David Wesley is an unshootable shooting guard, Gary Payton doesn't have his glove anymore, and Jeff McInnis is an underachiever, as for House, he's a question mark. Lindsey Hunter and House should be considered, but not too much as House might have trouble under Brown and Hunter's old.


----------



## urwhatueati8god (May 27, 2003)

ChosenFEW said:


> how old do you think is harrington?....harringtons only 25-26 so there goes your older argument.....as far as adding players wtf are you talking about? the only way we could get harrington is by sign and trade and we would have to give up players so theres another thing you made no sense about....then chris wilcox???.............where would frye play then, if we had a chance of getting wilcox it would have to be a long term deal cause im sure thats what he's looking for and what type of growth would frye get out of bringing in a 4-5 year NBA underachiver, regardless of whatever his situation was he has underachieved......
> 
> you made no sense..


They're the Hawks. What are the Knicks going to give them, epiring contracts? They'll want youth and plenty of it or draft picks. The Knicks have nothing that's worth sacrificing for Harrington that the Hawks would want. The only people the Hawks would want are Lee, Robinson, Woods, one of those guys. Harrington is more productive than Richardson or Crawford, so they're not going to do a sign and trade for them.
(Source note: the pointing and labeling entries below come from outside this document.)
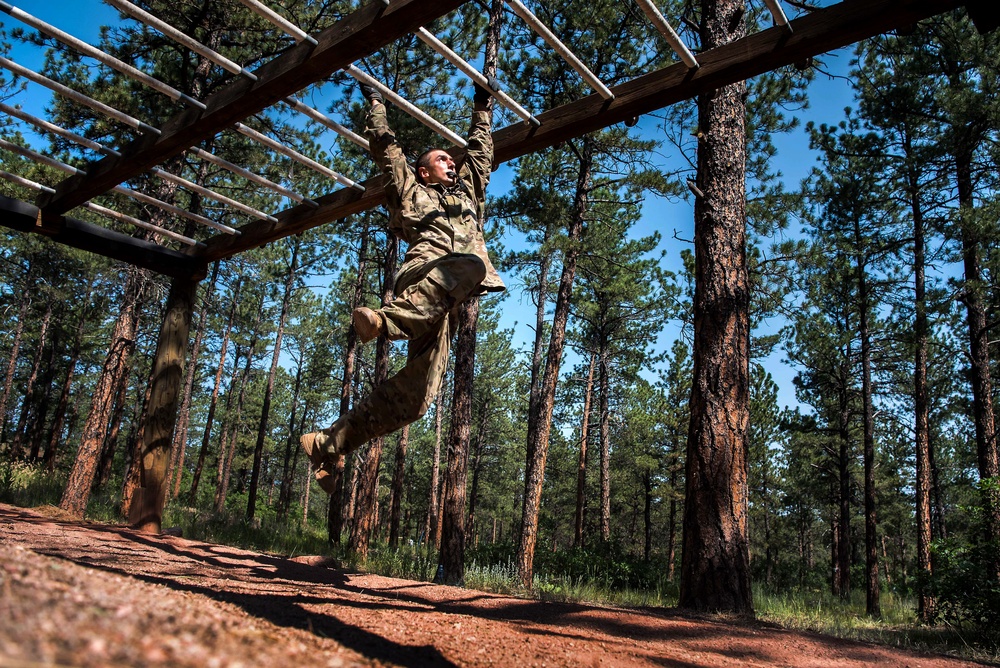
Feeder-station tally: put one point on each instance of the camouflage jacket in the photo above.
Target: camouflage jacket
(431, 219)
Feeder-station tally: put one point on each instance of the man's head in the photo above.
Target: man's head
(436, 166)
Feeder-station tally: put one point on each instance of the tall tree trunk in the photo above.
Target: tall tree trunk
(647, 514)
(477, 465)
(672, 526)
(28, 405)
(291, 452)
(452, 555)
(227, 452)
(540, 415)
(366, 503)
(179, 444)
(433, 516)
(979, 354)
(214, 401)
(538, 348)
(15, 350)
(715, 563)
(336, 510)
(106, 462)
(872, 589)
(265, 411)
(77, 492)
(581, 465)
(844, 495)
(146, 510)
(34, 430)
(396, 493)
(605, 427)
(925, 602)
(62, 406)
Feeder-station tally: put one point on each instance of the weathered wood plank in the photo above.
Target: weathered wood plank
(357, 35)
(814, 34)
(23, 217)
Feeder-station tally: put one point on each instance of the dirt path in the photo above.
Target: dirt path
(81, 594)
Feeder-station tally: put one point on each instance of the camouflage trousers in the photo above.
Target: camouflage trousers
(425, 315)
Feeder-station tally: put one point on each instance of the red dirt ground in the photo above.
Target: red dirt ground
(84, 594)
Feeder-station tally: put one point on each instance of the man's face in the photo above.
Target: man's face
(440, 169)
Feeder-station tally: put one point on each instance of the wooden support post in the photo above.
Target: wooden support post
(146, 510)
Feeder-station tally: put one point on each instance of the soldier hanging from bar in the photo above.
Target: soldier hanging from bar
(438, 212)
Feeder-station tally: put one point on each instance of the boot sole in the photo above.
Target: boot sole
(312, 450)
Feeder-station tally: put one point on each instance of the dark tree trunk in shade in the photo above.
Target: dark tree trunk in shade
(28, 404)
(979, 330)
(431, 533)
(146, 510)
(214, 401)
(581, 462)
(540, 415)
(15, 351)
(77, 492)
(178, 447)
(476, 466)
(366, 501)
(265, 411)
(872, 591)
(452, 556)
(605, 432)
(715, 563)
(396, 492)
(62, 406)
(336, 509)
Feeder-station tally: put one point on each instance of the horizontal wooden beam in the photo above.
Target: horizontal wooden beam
(816, 33)
(24, 217)
(357, 35)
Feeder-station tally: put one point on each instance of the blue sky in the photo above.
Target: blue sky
(827, 98)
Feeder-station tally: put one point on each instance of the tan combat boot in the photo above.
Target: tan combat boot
(324, 448)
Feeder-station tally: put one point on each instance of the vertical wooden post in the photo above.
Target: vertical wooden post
(146, 510)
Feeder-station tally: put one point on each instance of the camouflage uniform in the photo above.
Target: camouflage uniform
(445, 263)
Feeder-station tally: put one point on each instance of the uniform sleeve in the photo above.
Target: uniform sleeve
(479, 157)
(388, 155)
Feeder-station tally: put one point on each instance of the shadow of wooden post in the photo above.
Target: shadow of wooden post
(146, 510)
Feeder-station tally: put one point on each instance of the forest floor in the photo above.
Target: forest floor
(86, 594)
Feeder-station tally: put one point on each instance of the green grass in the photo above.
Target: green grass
(603, 579)
(821, 612)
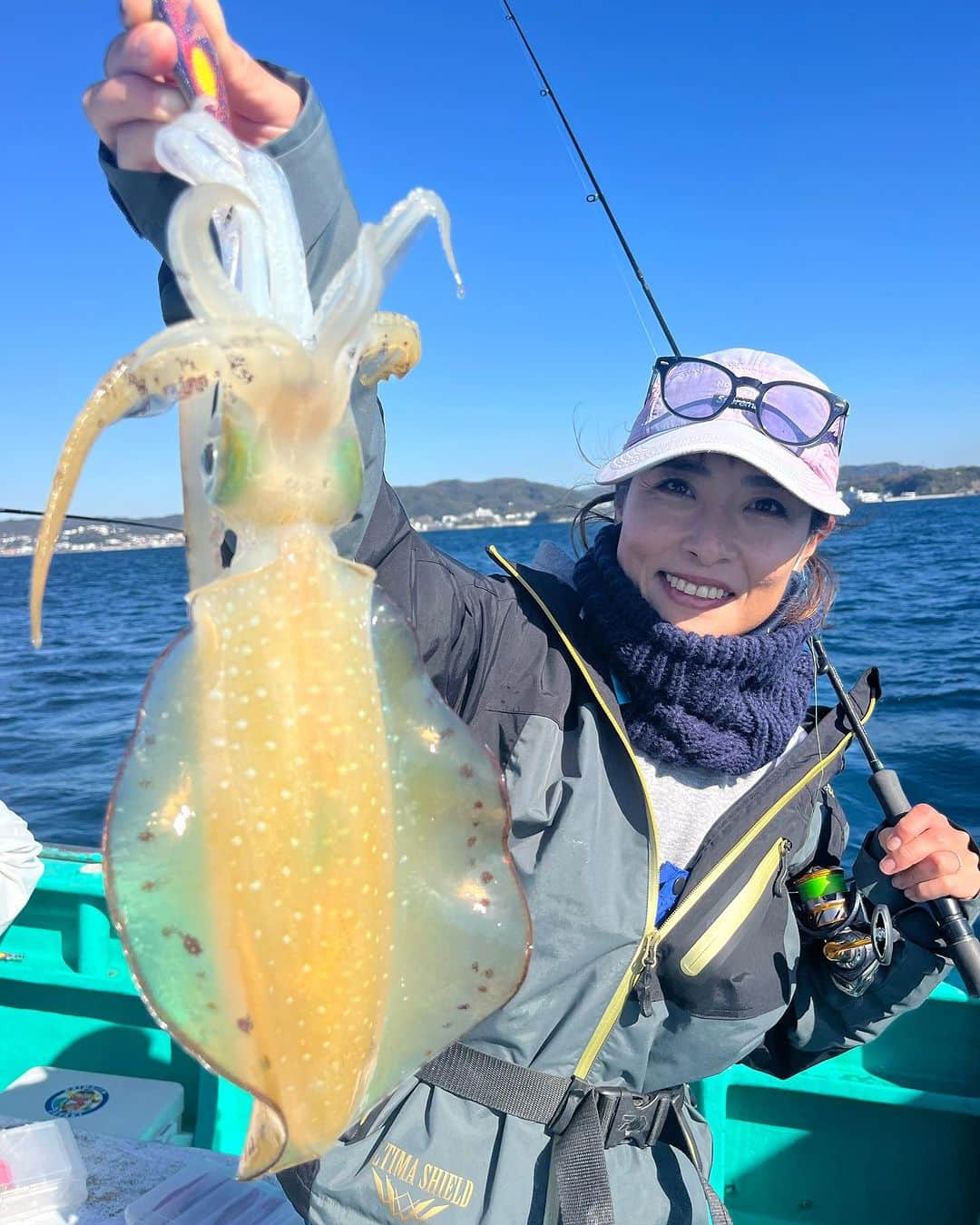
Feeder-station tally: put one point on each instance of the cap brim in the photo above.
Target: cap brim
(728, 438)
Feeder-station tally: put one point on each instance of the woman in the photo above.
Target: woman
(651, 708)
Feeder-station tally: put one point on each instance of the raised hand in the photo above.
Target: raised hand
(928, 858)
(139, 93)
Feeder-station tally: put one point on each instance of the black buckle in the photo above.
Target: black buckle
(633, 1117)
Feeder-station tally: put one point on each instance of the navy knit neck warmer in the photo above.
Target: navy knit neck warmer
(729, 703)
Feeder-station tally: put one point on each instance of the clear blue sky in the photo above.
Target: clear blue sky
(801, 178)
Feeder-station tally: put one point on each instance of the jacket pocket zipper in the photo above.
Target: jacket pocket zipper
(716, 937)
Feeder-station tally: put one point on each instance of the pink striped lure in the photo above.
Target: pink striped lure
(198, 70)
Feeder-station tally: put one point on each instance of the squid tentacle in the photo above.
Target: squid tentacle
(196, 266)
(175, 364)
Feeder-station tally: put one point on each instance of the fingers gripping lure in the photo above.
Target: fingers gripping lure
(305, 850)
(198, 71)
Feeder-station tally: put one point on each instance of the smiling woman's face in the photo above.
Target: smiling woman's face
(710, 542)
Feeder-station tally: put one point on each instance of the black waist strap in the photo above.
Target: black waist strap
(583, 1117)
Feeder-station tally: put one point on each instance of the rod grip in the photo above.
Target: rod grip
(962, 945)
(887, 788)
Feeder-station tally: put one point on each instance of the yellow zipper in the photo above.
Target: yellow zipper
(723, 865)
(648, 947)
(714, 938)
(616, 1004)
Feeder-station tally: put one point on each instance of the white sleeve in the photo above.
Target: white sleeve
(20, 865)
There's no way to obtain him other than the M.L.E. or sacrificing more youth.


----------



## alphadog (Jan 2, 2004)

*Why would you think the Hawks would want youth?*

They are already one of the youngest (if not THE youngest) teams in the league. They need a veteran and a PG. Think Marbury(he was loved at GTech) for AH and others to make it work. Again....maybe more teams need to be included.


----------